Morgan McCann will never forget seeing the doctor just before her 10th birthday for pain in her right leg.
"He did an X-ray and you could clearly see that the bone was jagged because something was eating away at the surface of the bone," McCann said.
Morgan had bone cancer. Multiple surgeries, including a hip replacement, and chemotherapy saved her life.
Now, a new long-term study from St. Jude Children's Research Hospital shows most childhood cancer survivors have serious health issues as adults.
"Changes in lung function, heart function, the function of the glands that produce hormones and other brain and nerve function that may affect how they think and process information," said Dr. Melissa Hudson, an author of the study.
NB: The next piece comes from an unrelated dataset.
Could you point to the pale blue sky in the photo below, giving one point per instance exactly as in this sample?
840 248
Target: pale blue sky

Researchers examined 1,700 childhood cancer survivors, including Morgan, and found 98 percent had at least one chronic health condition.
Advances in cancer treatment have led to better childhood survival rates. Currently, there are 400,000 childhood cancer survivors in the United States. But chemotherapy drugs and radiation are putting those patients at high risk for other problems.
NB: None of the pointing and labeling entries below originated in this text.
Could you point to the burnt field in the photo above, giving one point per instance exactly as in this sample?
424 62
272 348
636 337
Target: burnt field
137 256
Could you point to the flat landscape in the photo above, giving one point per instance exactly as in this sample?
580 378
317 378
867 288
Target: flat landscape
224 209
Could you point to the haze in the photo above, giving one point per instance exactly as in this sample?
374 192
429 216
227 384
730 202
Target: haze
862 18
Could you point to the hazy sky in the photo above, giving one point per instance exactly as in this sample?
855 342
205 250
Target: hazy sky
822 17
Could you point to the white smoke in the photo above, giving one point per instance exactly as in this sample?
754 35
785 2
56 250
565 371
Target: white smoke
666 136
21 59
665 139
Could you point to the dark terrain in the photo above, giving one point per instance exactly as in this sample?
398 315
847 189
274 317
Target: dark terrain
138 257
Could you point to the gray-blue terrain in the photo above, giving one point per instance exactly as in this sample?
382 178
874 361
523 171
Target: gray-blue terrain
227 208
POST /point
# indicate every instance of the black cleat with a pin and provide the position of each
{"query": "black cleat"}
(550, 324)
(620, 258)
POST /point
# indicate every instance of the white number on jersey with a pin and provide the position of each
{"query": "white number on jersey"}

"I know my organs are probably more sensitive than other people's after being blasted with chemotherapy for a year straight," McCann said.
Researchers say these findings are a wake-up call to aging survivors.
"If you notice something is wrong, pursue it immediately," McCann advised.
Morgan McCann is now 29. She gets annual checkups and scans of her heart and she also makes sure she eats healthy and exercises.
Researchers say these findings should also be a reminder for health care providers to more closely monitor childhood survivors for cancer-related health risks.